Every one of these is the same architectural sentence: put something cheap that knows when not to call the expensive thing.

I appreciate this is an obvious statement and not at all revolutionary thinking - but as engineers we often over-engineer the solution when these simple truths hold true.

It’s fractal

This is what makes the lens useful. It’s not a single insight about one layer of the stack - it’s a pattern that shows up at every layer, and once you see it, you start spotting where the next one should go.

At the system level: planner-in-front-of-frontier-model. (Waldo.)
At the index level: secondary-index-in-front-of-vector-scan. (DiskBBQ’s new mapping.)
At the query level: filter pushdown - apply cheap predicates first so the expensive predicate sees fewer rows. (Query planners since the 1980s.)
At the data level: quantisation - score against a one-byte approximation, fall back to full precision only for the candidates that look promising. (BBQ, PQ, OPQ, every modern vector index.)
At the I/O level: the page cache - RAM in front of disk. (Operating systems since the 1970s.)

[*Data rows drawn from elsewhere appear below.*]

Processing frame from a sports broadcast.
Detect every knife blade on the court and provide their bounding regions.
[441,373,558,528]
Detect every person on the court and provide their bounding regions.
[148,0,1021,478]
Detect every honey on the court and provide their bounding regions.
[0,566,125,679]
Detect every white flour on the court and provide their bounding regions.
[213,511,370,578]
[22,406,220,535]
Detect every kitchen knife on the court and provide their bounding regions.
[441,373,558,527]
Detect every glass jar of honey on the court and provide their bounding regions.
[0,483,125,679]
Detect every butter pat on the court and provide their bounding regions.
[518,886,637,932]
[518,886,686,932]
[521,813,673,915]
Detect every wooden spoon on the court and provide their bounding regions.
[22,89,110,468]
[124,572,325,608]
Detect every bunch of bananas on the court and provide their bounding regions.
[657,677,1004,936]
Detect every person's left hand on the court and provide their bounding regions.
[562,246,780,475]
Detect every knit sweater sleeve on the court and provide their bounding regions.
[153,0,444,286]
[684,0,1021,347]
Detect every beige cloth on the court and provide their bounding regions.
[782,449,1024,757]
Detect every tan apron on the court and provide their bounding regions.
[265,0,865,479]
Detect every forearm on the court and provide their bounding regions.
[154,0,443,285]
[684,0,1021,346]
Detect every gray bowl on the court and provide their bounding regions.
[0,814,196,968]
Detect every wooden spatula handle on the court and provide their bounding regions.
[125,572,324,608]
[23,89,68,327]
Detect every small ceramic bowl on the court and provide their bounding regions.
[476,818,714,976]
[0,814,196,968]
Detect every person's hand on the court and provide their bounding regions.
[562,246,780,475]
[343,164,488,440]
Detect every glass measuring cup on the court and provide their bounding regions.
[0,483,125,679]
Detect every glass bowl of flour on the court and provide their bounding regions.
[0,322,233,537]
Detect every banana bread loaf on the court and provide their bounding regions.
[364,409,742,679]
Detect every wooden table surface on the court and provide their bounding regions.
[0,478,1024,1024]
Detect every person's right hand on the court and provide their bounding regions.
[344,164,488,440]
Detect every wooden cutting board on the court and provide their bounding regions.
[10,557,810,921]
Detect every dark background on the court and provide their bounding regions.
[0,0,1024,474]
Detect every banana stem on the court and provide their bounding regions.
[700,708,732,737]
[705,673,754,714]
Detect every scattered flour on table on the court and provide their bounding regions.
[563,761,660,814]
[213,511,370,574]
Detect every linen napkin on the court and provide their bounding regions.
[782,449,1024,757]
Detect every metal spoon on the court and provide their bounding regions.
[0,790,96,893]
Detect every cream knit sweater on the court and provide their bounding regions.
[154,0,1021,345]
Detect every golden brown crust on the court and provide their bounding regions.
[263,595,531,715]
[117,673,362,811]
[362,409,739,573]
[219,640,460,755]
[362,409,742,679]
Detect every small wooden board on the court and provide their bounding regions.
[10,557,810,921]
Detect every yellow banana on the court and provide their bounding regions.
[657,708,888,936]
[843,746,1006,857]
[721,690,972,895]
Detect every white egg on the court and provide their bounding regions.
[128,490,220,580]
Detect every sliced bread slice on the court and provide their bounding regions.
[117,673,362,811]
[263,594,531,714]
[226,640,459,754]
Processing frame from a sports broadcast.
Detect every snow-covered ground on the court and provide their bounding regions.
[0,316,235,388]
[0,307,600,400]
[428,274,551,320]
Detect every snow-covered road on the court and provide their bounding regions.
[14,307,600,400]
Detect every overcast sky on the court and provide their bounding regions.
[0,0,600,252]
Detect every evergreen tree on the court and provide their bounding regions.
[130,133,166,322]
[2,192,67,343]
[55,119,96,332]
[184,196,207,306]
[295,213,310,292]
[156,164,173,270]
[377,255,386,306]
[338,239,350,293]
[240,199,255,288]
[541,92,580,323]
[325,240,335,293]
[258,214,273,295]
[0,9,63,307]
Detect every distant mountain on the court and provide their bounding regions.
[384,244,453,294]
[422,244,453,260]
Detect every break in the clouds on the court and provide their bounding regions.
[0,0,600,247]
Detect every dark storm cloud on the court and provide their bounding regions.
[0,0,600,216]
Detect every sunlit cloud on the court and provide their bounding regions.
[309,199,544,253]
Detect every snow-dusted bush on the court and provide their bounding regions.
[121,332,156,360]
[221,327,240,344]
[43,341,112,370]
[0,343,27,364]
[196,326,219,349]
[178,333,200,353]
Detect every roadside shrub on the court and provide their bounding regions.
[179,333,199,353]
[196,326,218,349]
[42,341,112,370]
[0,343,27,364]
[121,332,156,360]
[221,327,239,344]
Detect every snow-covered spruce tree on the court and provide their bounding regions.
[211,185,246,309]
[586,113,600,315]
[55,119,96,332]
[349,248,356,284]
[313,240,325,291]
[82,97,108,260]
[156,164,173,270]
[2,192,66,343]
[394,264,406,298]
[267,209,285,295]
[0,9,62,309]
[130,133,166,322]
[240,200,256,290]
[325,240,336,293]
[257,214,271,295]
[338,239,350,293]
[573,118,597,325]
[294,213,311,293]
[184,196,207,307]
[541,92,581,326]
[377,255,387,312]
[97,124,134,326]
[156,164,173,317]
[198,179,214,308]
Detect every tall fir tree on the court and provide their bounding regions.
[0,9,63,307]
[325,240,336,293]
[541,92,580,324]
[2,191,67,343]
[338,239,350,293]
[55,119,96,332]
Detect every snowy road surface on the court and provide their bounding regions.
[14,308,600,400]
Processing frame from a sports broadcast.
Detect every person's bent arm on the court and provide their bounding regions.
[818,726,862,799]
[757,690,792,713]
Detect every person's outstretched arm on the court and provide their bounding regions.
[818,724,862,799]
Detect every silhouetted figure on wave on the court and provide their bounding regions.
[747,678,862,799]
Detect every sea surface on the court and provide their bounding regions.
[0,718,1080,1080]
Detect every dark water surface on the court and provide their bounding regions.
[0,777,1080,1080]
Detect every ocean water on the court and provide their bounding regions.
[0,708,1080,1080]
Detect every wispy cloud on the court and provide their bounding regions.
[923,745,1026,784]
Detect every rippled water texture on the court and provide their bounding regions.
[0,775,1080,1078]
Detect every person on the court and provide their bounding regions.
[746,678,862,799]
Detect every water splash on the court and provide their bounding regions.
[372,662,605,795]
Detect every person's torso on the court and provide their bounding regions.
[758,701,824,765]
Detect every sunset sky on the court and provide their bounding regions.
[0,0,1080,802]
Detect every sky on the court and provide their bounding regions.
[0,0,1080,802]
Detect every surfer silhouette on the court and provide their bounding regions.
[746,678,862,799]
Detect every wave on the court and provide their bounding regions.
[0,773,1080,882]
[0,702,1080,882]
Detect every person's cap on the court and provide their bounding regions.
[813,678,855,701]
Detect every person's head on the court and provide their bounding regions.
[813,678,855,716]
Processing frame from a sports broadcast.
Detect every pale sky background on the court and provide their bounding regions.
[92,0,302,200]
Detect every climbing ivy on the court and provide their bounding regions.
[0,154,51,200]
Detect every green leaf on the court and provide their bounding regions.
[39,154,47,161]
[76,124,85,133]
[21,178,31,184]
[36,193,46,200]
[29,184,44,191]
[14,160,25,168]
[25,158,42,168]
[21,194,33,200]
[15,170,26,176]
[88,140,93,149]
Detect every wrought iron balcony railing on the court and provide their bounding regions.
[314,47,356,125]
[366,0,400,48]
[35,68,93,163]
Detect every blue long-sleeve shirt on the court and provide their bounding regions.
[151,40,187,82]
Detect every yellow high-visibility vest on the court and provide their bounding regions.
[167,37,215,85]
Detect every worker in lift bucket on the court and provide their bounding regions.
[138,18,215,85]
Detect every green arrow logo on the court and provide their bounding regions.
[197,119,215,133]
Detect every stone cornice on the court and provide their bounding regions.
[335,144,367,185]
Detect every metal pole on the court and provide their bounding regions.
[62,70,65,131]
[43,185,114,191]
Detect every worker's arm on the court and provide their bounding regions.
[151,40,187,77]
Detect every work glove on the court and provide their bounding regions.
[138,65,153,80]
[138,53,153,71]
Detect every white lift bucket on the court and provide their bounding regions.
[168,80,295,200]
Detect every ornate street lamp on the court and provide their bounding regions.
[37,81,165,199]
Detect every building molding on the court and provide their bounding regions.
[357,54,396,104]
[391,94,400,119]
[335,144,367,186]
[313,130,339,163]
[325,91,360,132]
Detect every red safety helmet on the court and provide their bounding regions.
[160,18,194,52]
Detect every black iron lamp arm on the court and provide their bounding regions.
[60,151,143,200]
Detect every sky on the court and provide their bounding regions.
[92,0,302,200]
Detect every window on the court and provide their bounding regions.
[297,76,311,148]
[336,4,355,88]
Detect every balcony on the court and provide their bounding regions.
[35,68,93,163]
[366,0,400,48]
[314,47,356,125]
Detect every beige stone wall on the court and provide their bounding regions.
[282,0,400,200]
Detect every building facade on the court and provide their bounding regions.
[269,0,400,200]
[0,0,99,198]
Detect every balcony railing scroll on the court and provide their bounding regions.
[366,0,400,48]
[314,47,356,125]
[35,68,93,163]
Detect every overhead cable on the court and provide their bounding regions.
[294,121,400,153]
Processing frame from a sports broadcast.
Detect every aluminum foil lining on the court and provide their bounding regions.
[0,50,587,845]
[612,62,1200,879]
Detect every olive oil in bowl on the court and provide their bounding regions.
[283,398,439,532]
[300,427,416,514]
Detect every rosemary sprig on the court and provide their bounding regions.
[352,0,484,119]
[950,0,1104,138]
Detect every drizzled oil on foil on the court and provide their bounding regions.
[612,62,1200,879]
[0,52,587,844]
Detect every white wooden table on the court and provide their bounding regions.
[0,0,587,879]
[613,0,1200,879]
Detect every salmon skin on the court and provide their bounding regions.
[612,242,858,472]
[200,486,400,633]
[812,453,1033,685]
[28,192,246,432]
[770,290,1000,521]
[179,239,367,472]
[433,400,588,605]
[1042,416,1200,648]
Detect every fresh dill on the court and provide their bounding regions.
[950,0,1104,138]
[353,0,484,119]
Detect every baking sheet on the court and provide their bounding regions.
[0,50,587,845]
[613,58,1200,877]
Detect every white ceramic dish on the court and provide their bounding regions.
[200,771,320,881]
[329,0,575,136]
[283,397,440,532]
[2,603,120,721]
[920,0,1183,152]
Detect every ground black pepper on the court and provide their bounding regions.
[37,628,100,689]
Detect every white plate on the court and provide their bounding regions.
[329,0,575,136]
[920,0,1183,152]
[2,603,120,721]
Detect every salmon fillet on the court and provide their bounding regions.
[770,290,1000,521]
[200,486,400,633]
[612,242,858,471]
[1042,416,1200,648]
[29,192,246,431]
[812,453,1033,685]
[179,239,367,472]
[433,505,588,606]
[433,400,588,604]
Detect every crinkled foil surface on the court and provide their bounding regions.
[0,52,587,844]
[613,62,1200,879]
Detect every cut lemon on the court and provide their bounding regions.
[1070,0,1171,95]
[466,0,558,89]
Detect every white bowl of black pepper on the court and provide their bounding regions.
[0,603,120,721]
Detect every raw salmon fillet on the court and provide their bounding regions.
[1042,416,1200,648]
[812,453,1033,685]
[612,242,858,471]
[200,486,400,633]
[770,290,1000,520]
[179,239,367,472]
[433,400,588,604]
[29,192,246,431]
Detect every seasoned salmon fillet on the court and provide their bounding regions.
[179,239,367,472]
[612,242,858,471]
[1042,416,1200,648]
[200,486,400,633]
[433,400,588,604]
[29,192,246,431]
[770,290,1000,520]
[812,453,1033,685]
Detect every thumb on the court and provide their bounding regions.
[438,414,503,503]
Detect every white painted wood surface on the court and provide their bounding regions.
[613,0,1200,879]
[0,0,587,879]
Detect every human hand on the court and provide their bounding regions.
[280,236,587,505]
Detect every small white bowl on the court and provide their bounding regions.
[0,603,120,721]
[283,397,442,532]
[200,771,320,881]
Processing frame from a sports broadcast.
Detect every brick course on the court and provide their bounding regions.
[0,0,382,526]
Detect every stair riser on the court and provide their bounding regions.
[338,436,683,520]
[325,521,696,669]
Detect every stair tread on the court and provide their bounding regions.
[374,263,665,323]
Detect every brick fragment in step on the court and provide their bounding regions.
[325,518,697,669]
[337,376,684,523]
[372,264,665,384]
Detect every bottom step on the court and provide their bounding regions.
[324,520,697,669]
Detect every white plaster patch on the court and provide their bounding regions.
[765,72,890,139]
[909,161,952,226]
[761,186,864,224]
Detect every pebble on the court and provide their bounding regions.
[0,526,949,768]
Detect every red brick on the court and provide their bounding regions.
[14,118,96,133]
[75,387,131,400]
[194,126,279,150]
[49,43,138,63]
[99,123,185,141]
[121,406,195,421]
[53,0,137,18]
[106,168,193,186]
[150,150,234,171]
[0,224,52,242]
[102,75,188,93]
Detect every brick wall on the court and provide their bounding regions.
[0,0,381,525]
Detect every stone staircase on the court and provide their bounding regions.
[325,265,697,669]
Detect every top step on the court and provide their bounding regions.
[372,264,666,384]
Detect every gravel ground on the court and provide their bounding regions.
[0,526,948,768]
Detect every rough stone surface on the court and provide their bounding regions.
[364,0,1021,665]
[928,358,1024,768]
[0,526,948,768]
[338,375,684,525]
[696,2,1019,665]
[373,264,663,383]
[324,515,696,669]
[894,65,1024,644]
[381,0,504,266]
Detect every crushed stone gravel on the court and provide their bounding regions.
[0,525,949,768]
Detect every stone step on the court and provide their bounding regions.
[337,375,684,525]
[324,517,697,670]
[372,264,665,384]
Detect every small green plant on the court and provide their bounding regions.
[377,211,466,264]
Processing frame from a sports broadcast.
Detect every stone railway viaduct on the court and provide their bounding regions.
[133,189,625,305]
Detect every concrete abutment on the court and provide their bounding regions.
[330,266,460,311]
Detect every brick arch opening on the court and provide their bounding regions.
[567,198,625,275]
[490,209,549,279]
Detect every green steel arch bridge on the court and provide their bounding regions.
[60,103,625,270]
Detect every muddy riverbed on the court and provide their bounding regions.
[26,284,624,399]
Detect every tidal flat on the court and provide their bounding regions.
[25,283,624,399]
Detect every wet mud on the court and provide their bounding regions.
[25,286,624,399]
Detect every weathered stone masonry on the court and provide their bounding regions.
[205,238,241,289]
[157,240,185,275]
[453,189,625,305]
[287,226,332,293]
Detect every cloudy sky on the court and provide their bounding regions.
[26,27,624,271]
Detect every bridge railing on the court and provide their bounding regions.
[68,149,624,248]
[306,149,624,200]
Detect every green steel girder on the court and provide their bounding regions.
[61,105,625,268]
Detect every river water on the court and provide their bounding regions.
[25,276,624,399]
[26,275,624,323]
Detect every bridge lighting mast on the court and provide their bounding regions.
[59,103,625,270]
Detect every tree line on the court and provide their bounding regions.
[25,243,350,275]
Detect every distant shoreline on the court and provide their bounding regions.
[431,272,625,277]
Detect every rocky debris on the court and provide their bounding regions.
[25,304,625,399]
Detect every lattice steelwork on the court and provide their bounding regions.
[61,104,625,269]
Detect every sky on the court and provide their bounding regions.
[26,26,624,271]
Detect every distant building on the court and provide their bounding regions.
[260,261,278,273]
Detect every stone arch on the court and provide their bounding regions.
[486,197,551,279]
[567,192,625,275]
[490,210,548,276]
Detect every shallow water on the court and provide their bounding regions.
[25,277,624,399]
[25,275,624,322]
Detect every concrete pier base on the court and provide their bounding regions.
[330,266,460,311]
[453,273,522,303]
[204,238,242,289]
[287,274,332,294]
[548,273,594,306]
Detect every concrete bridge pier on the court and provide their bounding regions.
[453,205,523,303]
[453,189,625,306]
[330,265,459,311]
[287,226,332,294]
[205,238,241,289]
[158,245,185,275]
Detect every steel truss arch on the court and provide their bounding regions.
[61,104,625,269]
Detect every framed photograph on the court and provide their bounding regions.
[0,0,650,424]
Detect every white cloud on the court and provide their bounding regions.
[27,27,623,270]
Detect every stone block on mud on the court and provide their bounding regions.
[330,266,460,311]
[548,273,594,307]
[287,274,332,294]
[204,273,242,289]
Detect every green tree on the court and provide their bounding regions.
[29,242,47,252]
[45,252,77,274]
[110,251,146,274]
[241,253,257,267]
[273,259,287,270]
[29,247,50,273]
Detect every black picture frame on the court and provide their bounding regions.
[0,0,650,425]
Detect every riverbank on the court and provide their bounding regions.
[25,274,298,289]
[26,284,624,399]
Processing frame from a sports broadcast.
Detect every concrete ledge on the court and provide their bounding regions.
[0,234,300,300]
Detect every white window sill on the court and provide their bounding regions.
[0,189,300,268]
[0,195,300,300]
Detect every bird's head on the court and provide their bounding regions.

Five layers, same instinct. The cheap thing is different at each layer - sometimes it’s a model, sometimes a side-table, sometimes a one-byte approximation - but the shape is identical. Put something quick and good-enough in front of something slow and expensive, and find the threshold where the cost of asking the cheap thing is less than the savings of not asking the expensive one.

Why 1.25?

I also enjoy the "actually-not-arbitrary" threshold... ~1.25 matching docs per cluster. Below it, do the eager intersection. Above it, fall back to the standard search path. It came from benchmarks, but might change 🤷‍♂️

For a nerd like me, this is exactly the conversation relational databases have been having since the 1980s - query planners weighing the cost of an index scan against a sequential scan based on estimated selectivity. The selectivity number is a magic number too, derived from histograms, sampled statistics, and a lot of we tried it and this worked best. Vector search is rediscovering the same calculus, with the same kinds of heuristics, in the same kinds of places.

This is the most reassuring thing about working on AI search systems right now: the planning problems aren’t new. They’re constantly being restated at every layer of the stack. We have decades of work on cost-based optimisation, cardinality estimation, adaptive replanning - and we’re going to need all of it again: for vectors, for tool selection in agentic loops, for routing between cheap and expensive models.

What this means for design

If you’re building or operating a search stack right now, the takeaway isn’t even “use DiskBBQ” or “wait for ES 9.4” (but you should TOTALLY consider this). It’s simpler than that: when you look at any part of your system, ask where the cheap thing is, where the expensive thing is, and what separates them.

If those two things sit at the same layer - if your hot path is doing both the trivial filtering and the expensive scoring in one breath - you have an optimisation opportunity. The pattern says: pull them apart. Put a small, cheap structure between them. Measure, and find the threshold.

The pattern goes all the way down because the principle is general: information is cheap, computation is expensive, and the design problem is figuring out the smallest amount of information that lets you skip the most computation.

Everything has changed in search. Nothing has changed in search. The new components are doing what the old ones did, at every level, all the way down.

Perhaps I’m just viewing everything through my own little lens of recent thought, but as retrieval systems continue to bring huge advancements in every release my engineering brain gets so excited: There is so much left to discover and so much more to optimise. I love waking up each day and living in this reality.